Gefangen zwischen den Begriffen Wahr und Falsch, komme ich zu dem Schluss, dass Wahr und Falsch ohneeinander gar nicht existieren können. Immer wenn man ein bisschen Wahrheit in die eine Schale der Waage wirft, entsteht in der anderen Schale der Waage ein Gegenüber aus Falsch.
Eigentlich dürfte man gar nicht erst anfangen, über etwas nachzudenken, denn sobald man dies tut, setzt man Kräfte in Gang, die miteinander ringen. Wie Krieg. So funktioniert alles. Dadurch, dass die Kräfte nie gleich groß sind, entsteht Bewegung und mit der Bewegung entsteht Chaos und mit dem Chaos kommt das Bedürfnis nach Ordnung, das auch wieder eine Kraft im Spiel ist.
Bei genauerem Nachdenken ist es gar nicht die Straße, die zischt. Es sind die Autos mit den Leuten drin auf dem Weg zum Morgengottesdienst. Aber auch das ist nicht richtig.
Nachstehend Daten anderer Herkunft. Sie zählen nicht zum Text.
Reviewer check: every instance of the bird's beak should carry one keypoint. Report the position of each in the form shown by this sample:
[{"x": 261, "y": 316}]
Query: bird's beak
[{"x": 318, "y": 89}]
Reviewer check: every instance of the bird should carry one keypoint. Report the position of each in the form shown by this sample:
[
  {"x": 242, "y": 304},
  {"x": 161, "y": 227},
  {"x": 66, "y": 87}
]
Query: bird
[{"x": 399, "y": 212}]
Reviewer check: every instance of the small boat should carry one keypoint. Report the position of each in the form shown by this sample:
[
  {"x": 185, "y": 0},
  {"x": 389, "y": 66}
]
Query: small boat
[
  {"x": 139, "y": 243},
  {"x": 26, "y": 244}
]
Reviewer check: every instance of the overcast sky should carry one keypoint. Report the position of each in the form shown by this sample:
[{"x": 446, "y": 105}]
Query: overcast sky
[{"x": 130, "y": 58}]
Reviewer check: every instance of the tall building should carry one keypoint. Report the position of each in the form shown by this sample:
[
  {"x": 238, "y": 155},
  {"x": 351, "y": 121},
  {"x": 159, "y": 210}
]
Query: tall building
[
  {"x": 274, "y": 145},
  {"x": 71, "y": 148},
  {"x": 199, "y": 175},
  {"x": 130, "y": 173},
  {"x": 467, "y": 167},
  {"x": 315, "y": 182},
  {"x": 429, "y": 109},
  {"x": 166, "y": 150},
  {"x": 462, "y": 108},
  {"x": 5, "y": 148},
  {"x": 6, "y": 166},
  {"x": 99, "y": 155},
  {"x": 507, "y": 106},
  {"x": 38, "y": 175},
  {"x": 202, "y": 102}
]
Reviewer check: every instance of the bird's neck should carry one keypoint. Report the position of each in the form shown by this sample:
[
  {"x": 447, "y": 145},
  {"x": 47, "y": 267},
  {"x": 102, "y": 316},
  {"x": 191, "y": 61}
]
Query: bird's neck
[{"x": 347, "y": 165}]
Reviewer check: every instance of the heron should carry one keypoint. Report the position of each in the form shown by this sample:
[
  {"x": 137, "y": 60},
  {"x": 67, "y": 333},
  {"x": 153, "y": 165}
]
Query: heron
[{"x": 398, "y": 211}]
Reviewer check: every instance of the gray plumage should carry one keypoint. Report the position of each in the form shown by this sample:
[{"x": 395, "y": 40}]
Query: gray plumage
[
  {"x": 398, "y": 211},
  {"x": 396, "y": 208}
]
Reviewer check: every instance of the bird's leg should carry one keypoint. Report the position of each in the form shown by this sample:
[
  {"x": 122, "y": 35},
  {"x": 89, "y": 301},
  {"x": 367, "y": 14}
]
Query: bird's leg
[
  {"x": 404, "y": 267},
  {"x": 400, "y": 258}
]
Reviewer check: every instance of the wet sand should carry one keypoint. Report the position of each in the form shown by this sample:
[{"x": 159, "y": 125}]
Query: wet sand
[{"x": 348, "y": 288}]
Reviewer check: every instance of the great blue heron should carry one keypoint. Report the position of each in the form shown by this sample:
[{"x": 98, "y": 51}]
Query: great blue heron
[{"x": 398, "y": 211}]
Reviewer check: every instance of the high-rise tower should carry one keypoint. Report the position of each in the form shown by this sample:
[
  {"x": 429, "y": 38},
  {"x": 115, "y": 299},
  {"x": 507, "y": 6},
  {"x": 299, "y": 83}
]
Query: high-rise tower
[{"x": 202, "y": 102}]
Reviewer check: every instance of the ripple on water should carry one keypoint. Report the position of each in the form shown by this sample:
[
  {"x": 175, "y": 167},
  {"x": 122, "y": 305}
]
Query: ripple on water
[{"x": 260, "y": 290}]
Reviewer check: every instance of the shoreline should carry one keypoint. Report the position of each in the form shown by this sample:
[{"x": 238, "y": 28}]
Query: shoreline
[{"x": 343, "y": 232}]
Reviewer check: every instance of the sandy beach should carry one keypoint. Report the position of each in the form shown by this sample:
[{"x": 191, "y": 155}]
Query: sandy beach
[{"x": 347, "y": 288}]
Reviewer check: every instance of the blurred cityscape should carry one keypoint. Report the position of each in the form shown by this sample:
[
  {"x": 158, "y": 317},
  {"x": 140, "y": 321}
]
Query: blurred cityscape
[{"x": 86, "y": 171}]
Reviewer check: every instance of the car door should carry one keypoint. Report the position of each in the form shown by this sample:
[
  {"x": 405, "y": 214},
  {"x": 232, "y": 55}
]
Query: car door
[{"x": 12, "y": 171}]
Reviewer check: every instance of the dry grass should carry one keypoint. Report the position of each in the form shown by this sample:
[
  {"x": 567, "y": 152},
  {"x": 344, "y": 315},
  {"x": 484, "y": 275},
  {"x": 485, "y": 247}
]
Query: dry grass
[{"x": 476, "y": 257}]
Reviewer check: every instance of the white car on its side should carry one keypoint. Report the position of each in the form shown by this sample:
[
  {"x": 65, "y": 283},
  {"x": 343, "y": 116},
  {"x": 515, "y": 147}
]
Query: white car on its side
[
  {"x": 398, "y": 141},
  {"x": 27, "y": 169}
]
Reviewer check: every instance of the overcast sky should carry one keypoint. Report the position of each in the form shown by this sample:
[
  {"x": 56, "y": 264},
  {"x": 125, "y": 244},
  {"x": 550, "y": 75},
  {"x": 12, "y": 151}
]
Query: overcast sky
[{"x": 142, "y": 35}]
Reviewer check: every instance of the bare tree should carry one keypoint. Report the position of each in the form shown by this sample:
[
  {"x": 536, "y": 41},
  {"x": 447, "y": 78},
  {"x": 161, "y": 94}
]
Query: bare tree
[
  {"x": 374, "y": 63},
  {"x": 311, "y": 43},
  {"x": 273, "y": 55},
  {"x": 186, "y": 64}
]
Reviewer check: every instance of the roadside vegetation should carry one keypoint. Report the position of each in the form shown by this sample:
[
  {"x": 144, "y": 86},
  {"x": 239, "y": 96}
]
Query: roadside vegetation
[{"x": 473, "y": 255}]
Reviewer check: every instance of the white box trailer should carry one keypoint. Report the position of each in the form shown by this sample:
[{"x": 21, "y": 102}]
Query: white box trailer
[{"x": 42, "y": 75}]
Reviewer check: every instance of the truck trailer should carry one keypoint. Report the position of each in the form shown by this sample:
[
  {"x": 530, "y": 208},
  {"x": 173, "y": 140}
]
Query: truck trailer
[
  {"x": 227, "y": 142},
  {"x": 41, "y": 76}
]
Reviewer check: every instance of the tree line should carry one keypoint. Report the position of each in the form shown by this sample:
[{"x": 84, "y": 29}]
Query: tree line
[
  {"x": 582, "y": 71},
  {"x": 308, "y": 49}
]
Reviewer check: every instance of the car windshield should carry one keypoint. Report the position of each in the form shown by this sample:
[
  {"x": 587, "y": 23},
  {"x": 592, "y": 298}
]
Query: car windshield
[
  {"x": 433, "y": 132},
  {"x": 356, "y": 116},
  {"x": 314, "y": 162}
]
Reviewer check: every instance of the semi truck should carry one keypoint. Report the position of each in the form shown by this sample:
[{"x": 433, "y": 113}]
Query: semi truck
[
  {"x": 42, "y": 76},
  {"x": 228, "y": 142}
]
Es sind nicht die Autos, die zischen, es ist das Reiben der Reifen auf Teer.
Je mehr ich an diesem gefangenen Gedanken denke, desto wirrer wird alles, desto mehr verliere ich mich im Spiel der Kräfte, die ich durch morgendliches Hinhören, Beobachten, darüber Denken, entfacht habe.
Alles, was ich in diesem Artikel schreibe, ist falsch. Und richtig. Wenn ein Falsch auf ein Richtig trifft, neutralisiert es sich zu Nichts.
Vielleicht.
Das wäre gut. Dann hätte es nie existiert. Wobei etwas, das nie existiert hätte, dennoch existiert hat, aber nicht mehr ist.
Es ist zum Verrücktwerden. Wäre mir bloß nicht das Zischen der Straße aufgefallen. Ich hätte so schön auf dem Balkon sitzen können und dem Zischen zuhören können und das Geäst der winterstarren Bäume beäugen können wie es im Wind unterm tristgrauen Himmel wiegt, ohne darüber nachdenken zu müssen und es schließlich aufzuschreiben.
Hach … ja, sowas kenn ich gut.
Großes Kopfkino, und doch so anstrengend.
Die Beschreibung der Umgebung ist so gut getroffen, dass man meint ebenfalls die zischende Straße zu hören.
Wahr und Falsch, in der Tat gerühmte Worte – oft benutzt und in der Tiefe nicht ausgelotet.
Der Philosoph verliert sich gerne im DENKEN, da will er hin, da ist sein Zuhause.
Mal ein hallo! Das ist jetzt nur ein Kommentartest, weil es letztens nicht funktionierte.